I dissent. I agree with the conclusion of Magistrate Judge Jerry W. Cavaneau, who granted the writ in the district court, setting aside Sera’s conviction for rape of Tammy Deal in connection with the Macaroni Grill incident. The Magistrate Judge stated:
Viewing the evidence in the light most favorable to the state and presuming that all reasonable inferences were drawn in favor of the state, no rational trier of fact could have found beyond a reasonable doubt from the evidence in the record that [Sera] was guilty of raping the victim as charged in Count 5 of the information and as defined by Arkansas law.

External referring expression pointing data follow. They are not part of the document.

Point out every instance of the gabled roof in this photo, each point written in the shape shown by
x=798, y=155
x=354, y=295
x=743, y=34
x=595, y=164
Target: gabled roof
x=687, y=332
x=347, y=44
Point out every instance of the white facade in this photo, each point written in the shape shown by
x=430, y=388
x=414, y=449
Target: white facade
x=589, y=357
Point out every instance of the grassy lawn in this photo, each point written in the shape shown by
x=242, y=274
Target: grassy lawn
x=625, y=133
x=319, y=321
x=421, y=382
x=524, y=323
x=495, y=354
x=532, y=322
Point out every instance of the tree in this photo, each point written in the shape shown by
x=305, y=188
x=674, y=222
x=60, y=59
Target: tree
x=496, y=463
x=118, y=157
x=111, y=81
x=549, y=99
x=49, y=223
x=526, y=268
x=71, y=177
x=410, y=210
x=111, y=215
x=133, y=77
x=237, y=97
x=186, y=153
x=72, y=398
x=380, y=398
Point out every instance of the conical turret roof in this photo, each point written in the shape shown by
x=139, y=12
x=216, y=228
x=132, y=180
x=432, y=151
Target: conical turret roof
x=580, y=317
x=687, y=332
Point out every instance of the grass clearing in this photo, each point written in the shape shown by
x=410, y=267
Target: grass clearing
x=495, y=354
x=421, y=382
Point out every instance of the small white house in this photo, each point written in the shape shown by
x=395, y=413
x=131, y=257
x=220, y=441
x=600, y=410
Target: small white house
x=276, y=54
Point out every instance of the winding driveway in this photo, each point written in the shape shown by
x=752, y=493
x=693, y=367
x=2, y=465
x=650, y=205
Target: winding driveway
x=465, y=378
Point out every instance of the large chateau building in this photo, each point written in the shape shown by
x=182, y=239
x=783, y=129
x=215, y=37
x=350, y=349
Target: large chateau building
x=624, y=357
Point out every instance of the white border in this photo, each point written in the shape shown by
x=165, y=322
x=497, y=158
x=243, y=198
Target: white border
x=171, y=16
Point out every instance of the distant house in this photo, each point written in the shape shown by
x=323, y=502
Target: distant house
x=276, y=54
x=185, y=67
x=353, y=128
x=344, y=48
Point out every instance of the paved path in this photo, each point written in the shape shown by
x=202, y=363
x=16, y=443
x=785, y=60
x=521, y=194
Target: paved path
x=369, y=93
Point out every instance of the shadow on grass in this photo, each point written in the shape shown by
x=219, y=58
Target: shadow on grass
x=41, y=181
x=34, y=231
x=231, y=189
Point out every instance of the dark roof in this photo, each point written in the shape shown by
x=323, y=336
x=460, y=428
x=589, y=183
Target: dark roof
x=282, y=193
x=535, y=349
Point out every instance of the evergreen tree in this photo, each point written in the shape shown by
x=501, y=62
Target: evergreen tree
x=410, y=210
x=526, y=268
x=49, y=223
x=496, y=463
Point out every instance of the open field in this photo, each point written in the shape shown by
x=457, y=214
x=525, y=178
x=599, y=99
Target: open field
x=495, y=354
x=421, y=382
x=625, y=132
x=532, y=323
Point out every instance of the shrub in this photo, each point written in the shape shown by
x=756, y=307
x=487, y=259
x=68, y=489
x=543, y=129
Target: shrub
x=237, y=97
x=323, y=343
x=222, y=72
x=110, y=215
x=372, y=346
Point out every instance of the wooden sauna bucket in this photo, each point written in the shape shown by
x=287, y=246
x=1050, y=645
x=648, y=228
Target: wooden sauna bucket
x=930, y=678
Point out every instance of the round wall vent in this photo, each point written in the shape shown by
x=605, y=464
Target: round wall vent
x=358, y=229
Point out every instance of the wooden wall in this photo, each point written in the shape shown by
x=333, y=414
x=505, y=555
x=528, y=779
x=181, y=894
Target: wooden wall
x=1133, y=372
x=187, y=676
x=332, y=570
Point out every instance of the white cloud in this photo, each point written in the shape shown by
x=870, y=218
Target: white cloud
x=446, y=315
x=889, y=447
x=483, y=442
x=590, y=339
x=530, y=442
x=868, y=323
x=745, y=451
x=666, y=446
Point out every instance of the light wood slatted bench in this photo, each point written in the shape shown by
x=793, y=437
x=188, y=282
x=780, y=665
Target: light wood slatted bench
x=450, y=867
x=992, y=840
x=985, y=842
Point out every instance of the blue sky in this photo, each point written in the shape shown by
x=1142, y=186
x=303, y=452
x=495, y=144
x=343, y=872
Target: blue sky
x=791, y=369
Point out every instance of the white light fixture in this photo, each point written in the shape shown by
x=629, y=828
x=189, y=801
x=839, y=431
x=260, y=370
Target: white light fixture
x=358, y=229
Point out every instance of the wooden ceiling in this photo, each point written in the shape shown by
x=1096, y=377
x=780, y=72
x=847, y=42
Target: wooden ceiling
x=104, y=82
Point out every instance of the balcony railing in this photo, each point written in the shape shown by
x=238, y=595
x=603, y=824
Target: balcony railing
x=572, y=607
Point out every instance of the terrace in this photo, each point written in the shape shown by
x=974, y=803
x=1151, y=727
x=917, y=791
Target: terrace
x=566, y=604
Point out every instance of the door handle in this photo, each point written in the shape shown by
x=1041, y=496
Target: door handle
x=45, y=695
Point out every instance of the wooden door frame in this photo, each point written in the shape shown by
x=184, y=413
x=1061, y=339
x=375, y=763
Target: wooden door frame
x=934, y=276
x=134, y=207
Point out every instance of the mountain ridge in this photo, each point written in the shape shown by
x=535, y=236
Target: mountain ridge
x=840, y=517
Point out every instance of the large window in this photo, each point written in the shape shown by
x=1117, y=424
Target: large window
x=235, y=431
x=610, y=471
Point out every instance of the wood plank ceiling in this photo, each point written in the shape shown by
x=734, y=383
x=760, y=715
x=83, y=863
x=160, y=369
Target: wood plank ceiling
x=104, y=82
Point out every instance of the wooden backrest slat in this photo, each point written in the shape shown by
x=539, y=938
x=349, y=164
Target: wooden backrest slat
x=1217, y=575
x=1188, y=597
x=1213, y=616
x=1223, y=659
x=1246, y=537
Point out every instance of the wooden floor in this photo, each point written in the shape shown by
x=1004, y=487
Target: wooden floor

See Ward v. Lockhart, 841 F.2d 844, 847-48 (8th Cir.1988) (“Without that essential proof [of every element of the offense of burglary], we must conclude that the jury exceeded the bounds of legitimate inference, and engaged in speculation in finding Ward guilty on that count.”)
Appellant’s App. at 741.
No evidence, direct or circumstantial, establishes or shows that Sera engaged in sexual intercourse with Deal as alleged in Count 5. Conviction of the serious crime of rape requires proof that is lacking here. See Jackson v. Virginia, 443 U.S. 307, 99 S.Ct. 2781, 61 L.Ed.2d 560 (1979).